Your dashboards are probably doomed 🖥️
Why dashboards are the wrong way to make data actionable, and how to do better.
As engineers, we love numbers and data-driven work. This starts with software, and easily translates into wider systems thinking that can be applied to processes and teamwork.
So, numbers can be powerful. However, just having them, without knowing how to operationalize them or what kind of change to drive is not particularly useful.
To bridge this gap, today I brought in Dylan Etkin. Dylan is a former development manager at several Atlassian products, including Jira, Bitbucket, and StatusPage. Today he is co-founder & CEO of Sleuth, whose mission is to provide teams with an operating system for running engineering.
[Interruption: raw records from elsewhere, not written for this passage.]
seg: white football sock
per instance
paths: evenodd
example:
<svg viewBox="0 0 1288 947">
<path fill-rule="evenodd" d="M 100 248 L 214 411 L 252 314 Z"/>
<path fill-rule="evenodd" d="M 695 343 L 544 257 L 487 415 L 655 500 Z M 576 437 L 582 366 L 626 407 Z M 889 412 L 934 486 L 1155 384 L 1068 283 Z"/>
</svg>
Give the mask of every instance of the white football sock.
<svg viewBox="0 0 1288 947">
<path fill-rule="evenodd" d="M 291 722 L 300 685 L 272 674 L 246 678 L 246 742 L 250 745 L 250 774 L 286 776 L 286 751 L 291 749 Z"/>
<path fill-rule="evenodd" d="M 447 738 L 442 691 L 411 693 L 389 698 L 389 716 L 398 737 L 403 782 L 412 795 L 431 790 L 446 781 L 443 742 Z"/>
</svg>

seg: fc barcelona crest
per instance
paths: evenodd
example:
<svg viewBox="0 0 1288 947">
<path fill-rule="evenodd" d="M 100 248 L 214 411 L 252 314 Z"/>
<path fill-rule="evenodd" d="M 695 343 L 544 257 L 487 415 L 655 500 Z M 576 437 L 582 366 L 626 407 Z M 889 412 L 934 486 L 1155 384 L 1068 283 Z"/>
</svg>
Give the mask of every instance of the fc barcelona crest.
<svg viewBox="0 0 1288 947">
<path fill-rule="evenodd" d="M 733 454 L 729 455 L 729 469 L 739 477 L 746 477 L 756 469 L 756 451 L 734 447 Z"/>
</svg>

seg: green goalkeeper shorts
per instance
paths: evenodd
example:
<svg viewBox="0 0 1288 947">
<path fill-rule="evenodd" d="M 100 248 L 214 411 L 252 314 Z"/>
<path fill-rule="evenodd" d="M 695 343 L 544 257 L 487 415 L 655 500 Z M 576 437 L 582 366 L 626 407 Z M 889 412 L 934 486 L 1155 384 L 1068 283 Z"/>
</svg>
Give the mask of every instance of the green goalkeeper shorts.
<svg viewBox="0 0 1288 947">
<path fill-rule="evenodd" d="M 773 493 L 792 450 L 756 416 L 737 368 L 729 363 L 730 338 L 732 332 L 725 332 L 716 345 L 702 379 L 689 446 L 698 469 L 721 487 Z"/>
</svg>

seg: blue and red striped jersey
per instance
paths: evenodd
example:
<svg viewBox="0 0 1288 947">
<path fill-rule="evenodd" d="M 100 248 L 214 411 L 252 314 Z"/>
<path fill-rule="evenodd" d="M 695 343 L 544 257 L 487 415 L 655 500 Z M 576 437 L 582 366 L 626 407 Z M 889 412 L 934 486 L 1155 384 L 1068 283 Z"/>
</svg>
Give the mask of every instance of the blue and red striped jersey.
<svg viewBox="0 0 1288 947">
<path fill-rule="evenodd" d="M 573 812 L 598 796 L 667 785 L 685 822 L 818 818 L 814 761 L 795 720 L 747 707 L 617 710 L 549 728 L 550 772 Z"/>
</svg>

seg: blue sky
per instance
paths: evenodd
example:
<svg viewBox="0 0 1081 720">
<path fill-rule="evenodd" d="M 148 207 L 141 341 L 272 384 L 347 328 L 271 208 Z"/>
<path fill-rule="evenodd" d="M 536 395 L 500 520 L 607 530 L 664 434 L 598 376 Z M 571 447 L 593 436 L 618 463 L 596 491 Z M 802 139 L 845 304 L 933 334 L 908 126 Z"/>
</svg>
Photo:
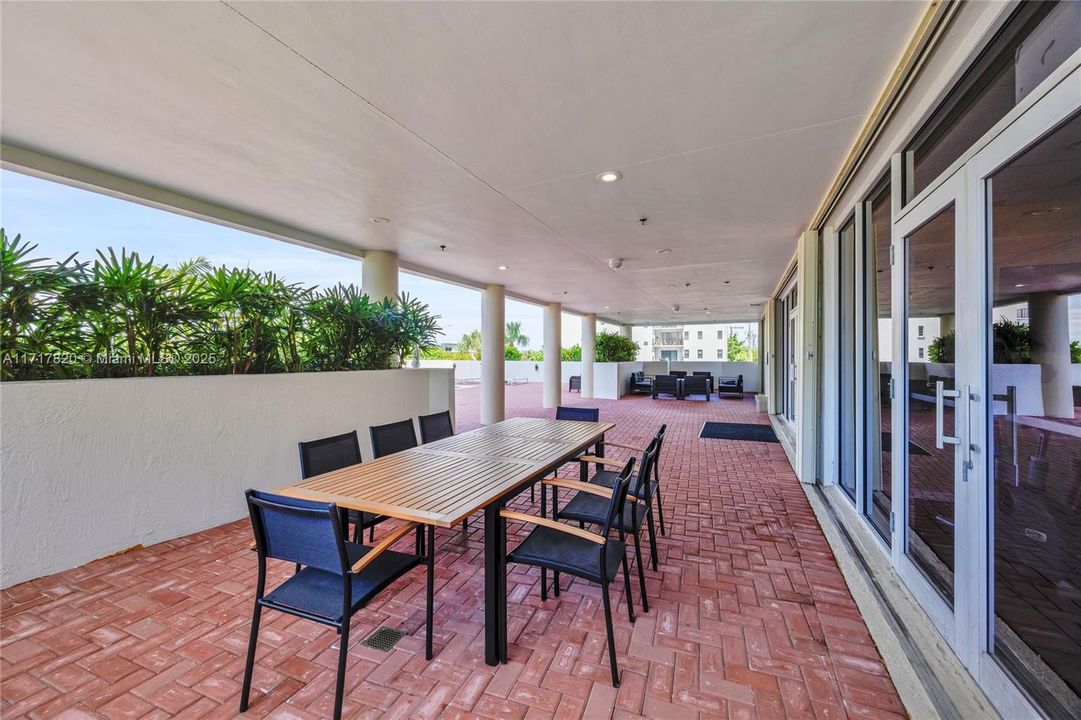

Also, Dylan hates dashboards.
We spoke about this a few weeks ago, and we rapidly sketched out the main ideas for this piece. Dylan has incredible experience + strong opinions, which are usually the best premises for a great article.
Here is what we will cover today:
🙅♂️ Dashboards are doomed — why most dashboards are destined to fail.
🔄 The Metrics’ Lifecycle — the three steps to successfully using data.
🔌 Attaching Metrics to Rituals — how to use ceremonies to anchor how you use data.
Let’s dive in!
Disclaimer: I am a fan of Sleuth and what Dylan is building, and they are also a long-time partner of Refactoring. However, you will only get my unbiased opinion about all the practices and services mentioned here, Sleuth included.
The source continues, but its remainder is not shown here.